News Brief: Kwantlen Student Association Manages Internal Data Breach
The Runner received an anonymous tip that the Kwantlen Student Association had been “attacked by ransomware” and consequently lost “confidential personnel data” on May 31. However, according to KSA Executive Director Ben Newsom and President David Piraquive, there is no evidence to support that such an attack was made against the association in hopes of accessing private employee information.
“Nobody was trying to get the data,” says Newsom. “Any time you lose data, it’s technically a data breach of some sort, but nobody had to actually hack through anything. It’s a problem that got on our system and that problem led to data loss.”
He continues, “No personal information was stolen. No personal information was leaked. No student data was lost.”
Piraquive adds that “there were no threats or anything like that” made against the KSA, and that he “has no idea” why an employee might have thought that the data breach was a ransomware attack pertinent to staff. The two of them clarify that it was “internal accounting data” that was lost.
Although Newsom says that he has “theories about why” this happened, he is reluctant to share them for confidentiality reasons.
“Not everyone needs to know about ways to get through our system,” he explains. “We don’t want to publish our security protocol.”
In regards to what has been done to address this issue, information about the breach is under evaluation. One of the conclusions that the KSA drew from this analysis is that its hardware needed to be updated. Staff are currently working on implementing these changes, and “people who were directly affected” by the breach have been alerted, Newsom explains. They’re also working on retrieving all of the data lost as a result of the breach, and soon will be completing a massive upgrade of their internal infrastructure.
“The major upgrade was coming last year. The actual problem that led to this would have probably been caught by that if we were able to do it, but it was a separate issue than just, ‘This hardware’s old.
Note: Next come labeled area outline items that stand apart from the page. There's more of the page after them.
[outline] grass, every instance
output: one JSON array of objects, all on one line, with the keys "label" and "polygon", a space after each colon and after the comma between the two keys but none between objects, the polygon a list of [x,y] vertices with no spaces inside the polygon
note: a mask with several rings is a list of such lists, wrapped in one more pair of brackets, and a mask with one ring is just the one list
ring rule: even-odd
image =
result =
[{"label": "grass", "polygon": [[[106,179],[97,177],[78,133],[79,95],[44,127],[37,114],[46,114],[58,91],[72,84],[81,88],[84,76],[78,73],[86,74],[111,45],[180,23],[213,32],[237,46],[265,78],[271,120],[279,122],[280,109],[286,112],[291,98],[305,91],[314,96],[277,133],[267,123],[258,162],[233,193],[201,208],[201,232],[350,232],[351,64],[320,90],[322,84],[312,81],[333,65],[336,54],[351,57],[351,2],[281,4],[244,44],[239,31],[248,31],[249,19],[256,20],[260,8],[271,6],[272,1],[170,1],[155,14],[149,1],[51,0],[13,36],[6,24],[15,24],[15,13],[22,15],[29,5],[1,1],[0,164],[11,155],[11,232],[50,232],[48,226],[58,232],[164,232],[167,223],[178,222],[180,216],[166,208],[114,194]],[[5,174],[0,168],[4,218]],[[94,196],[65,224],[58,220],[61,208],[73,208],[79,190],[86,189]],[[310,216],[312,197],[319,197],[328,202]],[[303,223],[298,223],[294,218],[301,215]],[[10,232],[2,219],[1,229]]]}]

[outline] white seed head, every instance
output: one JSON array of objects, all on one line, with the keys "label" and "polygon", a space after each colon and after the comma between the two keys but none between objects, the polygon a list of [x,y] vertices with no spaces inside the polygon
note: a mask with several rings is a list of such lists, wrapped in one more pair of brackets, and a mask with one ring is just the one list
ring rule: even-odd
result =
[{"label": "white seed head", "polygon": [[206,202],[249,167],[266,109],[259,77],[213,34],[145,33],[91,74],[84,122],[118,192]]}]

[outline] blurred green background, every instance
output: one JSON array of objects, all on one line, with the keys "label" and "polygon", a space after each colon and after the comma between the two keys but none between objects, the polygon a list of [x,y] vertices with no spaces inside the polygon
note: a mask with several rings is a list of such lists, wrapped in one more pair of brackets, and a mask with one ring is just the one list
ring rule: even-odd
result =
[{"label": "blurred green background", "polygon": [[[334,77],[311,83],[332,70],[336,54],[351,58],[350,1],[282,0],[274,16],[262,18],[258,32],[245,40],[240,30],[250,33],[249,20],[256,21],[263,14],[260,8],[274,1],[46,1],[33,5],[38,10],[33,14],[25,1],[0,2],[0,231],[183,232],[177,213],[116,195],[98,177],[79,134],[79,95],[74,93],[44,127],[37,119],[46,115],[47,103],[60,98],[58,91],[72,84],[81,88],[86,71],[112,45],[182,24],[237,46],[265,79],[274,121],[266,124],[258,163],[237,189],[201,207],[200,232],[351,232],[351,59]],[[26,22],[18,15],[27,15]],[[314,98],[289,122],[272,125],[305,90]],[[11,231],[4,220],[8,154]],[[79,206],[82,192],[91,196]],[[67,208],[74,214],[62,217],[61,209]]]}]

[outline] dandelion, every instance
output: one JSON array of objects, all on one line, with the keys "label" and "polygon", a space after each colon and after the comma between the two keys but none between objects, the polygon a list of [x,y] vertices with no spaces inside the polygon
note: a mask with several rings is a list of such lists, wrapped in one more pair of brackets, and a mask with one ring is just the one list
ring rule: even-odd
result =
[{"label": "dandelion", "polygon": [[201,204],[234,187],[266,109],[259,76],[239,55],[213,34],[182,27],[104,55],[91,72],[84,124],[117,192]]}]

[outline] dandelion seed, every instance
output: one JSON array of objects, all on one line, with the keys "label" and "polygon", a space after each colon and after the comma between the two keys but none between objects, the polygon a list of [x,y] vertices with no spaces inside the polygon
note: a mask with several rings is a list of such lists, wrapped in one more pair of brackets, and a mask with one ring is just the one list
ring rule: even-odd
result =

We have to upgrade it,’” he says. “We have 50 people in here with two devices that connect on a wireless signal, so that hardware can’t handle that load.”
Newsom has been working with the KSA since 2010 and has only seen one similar data breach affect the organization during that time.
“That’s why no one had flagged it as a problem up until this point,” he says. “That’s why there needs to be a system in place for reviewing that at least on a yearly basis.”
“It just shows that we have to do better when it comes to backup data servers,” adds Piraquive.